Заискиваю и специально рассказываю жалобным голосом, за который меня ругают: «Ох, артистка растёт!», – про птенцов. И напуская ужаса, трагизма и возмущения – про бабку с четвёртого этажа.
Любопытство сестры перевешивает подозрительность.
Все почему-то боятся трогать птенцов. Мы Колькой осторожно перекладываем их по одному в коробку. Несём ко мне домой. Сестра, хоть и вредная, но это всё-таки лучше, чем родители. Кто-то делится:
– У меня родители могут сказать: выкинь на помойку эту гадость. Я решил вот, например, что буду бабочек собирать. Сами говорят: «Хобби, хобби»! Насобирал в карман, а потом забыл. А мама куртку взяла стирать, ох, и ругалась!
– Мои так не скажут, – уверенно отвечаю я. – Мы ещё в Германии жили, папа зимой воробьиху принёс, Юльку, она у нас до весны жила!
– То одна воробьиха, а то – пять птенцов! – не верят мне.
Я и сама сомневаюсь, но и представить, что мои папа и мама возьмут, да и выкинут несчастных птенцов на помойку, не могу. Хоть бы и пятерых.
Сестра берёт энциклопедию, читает, шевелит губами. Долго рассматривает птенцов. Мы даже дышать боимся, ждём, что она скажет. Она всё-таки взрослая уже.
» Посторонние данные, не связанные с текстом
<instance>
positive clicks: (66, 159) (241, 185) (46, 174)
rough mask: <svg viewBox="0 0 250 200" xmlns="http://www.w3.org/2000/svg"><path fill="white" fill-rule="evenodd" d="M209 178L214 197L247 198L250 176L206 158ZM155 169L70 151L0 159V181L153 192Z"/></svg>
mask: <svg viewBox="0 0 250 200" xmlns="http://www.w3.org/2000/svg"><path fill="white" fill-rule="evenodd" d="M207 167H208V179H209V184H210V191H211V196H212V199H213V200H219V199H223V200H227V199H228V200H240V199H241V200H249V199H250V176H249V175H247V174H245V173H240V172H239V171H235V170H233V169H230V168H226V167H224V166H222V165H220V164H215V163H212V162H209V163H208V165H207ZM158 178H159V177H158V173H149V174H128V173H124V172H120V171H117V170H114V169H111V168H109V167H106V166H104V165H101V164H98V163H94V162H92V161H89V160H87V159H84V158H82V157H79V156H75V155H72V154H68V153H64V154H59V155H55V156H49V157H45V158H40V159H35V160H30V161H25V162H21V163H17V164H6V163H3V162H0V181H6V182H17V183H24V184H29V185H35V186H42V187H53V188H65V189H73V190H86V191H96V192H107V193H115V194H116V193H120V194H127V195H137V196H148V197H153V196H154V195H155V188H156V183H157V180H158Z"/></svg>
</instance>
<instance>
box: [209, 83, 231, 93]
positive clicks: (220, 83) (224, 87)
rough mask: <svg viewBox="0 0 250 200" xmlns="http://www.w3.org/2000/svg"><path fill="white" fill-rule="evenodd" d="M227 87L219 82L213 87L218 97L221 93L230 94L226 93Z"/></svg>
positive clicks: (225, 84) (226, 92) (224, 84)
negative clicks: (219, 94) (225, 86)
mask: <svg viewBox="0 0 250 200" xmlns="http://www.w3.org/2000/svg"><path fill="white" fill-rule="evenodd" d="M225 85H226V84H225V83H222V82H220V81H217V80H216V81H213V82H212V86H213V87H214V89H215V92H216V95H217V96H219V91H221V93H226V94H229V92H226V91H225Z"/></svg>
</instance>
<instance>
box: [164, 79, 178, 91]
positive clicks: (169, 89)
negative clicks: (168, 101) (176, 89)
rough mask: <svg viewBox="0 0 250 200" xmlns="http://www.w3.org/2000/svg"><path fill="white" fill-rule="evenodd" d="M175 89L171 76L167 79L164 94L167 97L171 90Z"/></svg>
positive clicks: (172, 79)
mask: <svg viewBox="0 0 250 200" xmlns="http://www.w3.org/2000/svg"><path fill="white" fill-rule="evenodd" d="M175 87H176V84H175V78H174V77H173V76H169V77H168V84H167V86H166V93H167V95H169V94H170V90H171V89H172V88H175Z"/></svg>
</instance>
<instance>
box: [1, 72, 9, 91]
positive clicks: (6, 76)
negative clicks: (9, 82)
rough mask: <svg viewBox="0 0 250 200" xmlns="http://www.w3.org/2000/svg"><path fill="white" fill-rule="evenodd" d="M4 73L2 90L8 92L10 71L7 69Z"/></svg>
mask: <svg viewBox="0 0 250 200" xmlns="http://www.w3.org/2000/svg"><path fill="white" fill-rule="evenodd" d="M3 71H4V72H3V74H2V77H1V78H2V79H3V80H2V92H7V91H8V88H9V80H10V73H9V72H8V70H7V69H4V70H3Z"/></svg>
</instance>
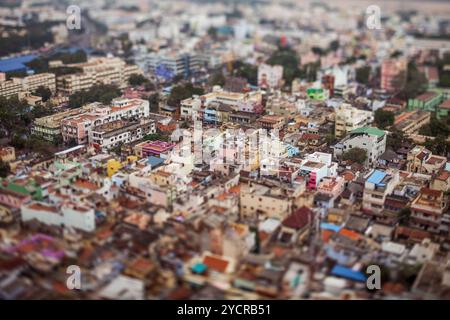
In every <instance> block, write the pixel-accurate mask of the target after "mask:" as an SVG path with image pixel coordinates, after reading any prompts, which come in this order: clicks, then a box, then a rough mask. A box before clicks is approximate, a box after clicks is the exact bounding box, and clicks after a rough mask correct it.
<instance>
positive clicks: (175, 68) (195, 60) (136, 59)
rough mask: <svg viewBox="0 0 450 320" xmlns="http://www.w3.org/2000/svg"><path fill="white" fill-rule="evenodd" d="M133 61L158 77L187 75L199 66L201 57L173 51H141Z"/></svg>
mask: <svg viewBox="0 0 450 320" xmlns="http://www.w3.org/2000/svg"><path fill="white" fill-rule="evenodd" d="M135 61H136V63H137V64H138V66H139V67H140V68H141V69H142V70H144V72H145V73H152V74H154V75H156V76H158V77H168V78H170V77H173V76H176V75H183V76H185V77H187V76H190V75H192V74H193V73H195V72H197V71H198V70H200V68H201V62H200V61H201V59H200V57H198V56H197V55H196V54H190V53H179V52H174V51H162V52H158V53H156V52H151V53H143V54H140V55H138V56H137V57H135Z"/></svg>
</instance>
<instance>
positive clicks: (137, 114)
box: [61, 98, 150, 144]
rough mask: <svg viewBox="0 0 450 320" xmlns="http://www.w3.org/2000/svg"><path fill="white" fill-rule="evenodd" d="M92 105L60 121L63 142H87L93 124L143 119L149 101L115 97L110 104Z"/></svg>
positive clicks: (146, 110) (78, 142)
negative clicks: (123, 120) (89, 107)
mask: <svg viewBox="0 0 450 320" xmlns="http://www.w3.org/2000/svg"><path fill="white" fill-rule="evenodd" d="M92 105H93V108H92V111H90V112H87V113H84V114H80V115H76V116H72V117H68V118H66V119H64V120H63V121H62V122H61V133H62V137H63V141H64V142H69V141H75V142H76V143H77V144H84V143H87V142H88V136H89V132H90V130H91V129H92V128H93V127H94V126H98V125H101V124H105V123H108V122H111V121H116V120H121V119H143V118H146V117H148V116H149V113H150V107H149V102H148V101H147V100H142V99H126V98H117V99H114V100H113V101H112V102H111V105H110V106H104V105H101V104H99V103H93V104H92Z"/></svg>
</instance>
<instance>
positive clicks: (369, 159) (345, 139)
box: [334, 127, 386, 165]
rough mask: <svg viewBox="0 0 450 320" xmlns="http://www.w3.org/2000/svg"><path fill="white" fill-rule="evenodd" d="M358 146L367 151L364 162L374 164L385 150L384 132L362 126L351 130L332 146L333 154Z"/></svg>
mask: <svg viewBox="0 0 450 320" xmlns="http://www.w3.org/2000/svg"><path fill="white" fill-rule="evenodd" d="M353 148H360V149H364V150H366V152H367V160H366V162H367V163H368V164H369V165H372V164H375V163H376V161H377V159H378V158H379V157H380V156H381V155H382V154H383V153H384V152H385V151H386V132H385V131H383V130H380V129H378V128H375V127H362V128H358V129H355V130H353V131H352V132H351V133H350V135H349V136H347V137H346V138H344V139H343V140H341V141H340V142H339V143H337V144H336V145H335V146H334V155H335V156H337V157H338V156H341V155H342V154H343V153H344V152H346V151H348V150H350V149H353Z"/></svg>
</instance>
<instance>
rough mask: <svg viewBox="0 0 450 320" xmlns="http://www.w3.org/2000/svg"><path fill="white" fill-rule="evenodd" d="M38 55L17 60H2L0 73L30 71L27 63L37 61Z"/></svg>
mask: <svg viewBox="0 0 450 320" xmlns="http://www.w3.org/2000/svg"><path fill="white" fill-rule="evenodd" d="M36 58H37V56H36V55H32V54H30V55H26V56H21V57H15V58H7V59H2V60H0V72H13V71H28V70H29V68H28V67H27V66H26V65H25V63H27V62H30V61H32V60H34V59H36Z"/></svg>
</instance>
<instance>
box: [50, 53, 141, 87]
mask: <svg viewBox="0 0 450 320" xmlns="http://www.w3.org/2000/svg"><path fill="white" fill-rule="evenodd" d="M67 66H68V67H74V68H79V69H81V70H82V71H81V72H80V73H75V74H68V75H64V76H60V77H58V78H57V81H56V86H57V90H58V92H60V93H62V94H65V95H71V94H73V93H75V92H78V91H81V90H89V89H90V88H91V87H92V86H93V85H96V84H112V85H116V86H117V87H118V88H120V89H123V88H125V87H126V86H127V85H128V78H129V77H130V75H132V74H135V73H138V74H139V73H142V72H141V71H140V69H139V68H138V67H137V66H135V65H128V64H126V62H125V61H123V60H122V59H120V58H116V57H101V58H91V59H89V60H88V61H87V62H83V63H74V64H68V65H67Z"/></svg>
Придумает что-нибудь.
– Им нужна белковая еда! – наконец говорит сестра и тонким пальцем осторожно трогает спинки птенцов.
– Яйцо, что ли? – спрашивает кто-то.
– Нет, ласточки кормят птенцов насекомыми.
У меня в голове не укладывается – «белок» и насекомые.
Сестра задумчиво смотрит в окно, потом решает:
– Идите на поле, ловите насекомых!
– Мух? – спрашивает кто-то опять.
– Бабочек, может, кузнечиков.., – сестре тоже не доводилось птенцов ласточкиных кормить.
– Там ещё саранча есть, я вчера поймал! – выкрикивает кто-то, и мы, пихаясь в дверях, уже торопимся за едой для приёмышей.
Жизнь – учебник, в котором всё на самом деле.
И вот удивительное дело! Мысль, пока неясная, которую я старательно откладываю на потом, чтобы поразмыслить: как так? Ещё вчера мне до слёз было жалко капустницу, хоть она и вредитель. Она ползла зигзагами по пыльной тропинке, и полкрыла у неё не было, и никакой Доктор Айболит не пришьёт ей крылышко. И я её старалась спрятать, чтобы птицы не склевали. А кузнечиков сколько встречается с покалеченными лапками. Мы даже в прошлом году для насекомых делали шалашики из травы. Пусть раненые и несчастные кузнечики, шмели и бабочки знают, что могут в травяных шалашиках скрыться от птиц.
А сейчас, ещё ничего толком не понимая о звеньях пищевой цепи, примиряюсь как-то легко, без скорби и отчаянья с тем, что приходится ловить насекомых, чтобы скормить их потом птенцам.
Ловим кепками и панамками, а потом кто-то прибегает с самым настоящим сачком! Все спорят и считаются, кто первый, а кто второй будет ловить сачком, а не панамой. Но очень быстро выясняется, что ловить панамой – куда удобнее, чем сачком.
Я велю себе не забыть спросить у мамы, почему кузнечик – это белок.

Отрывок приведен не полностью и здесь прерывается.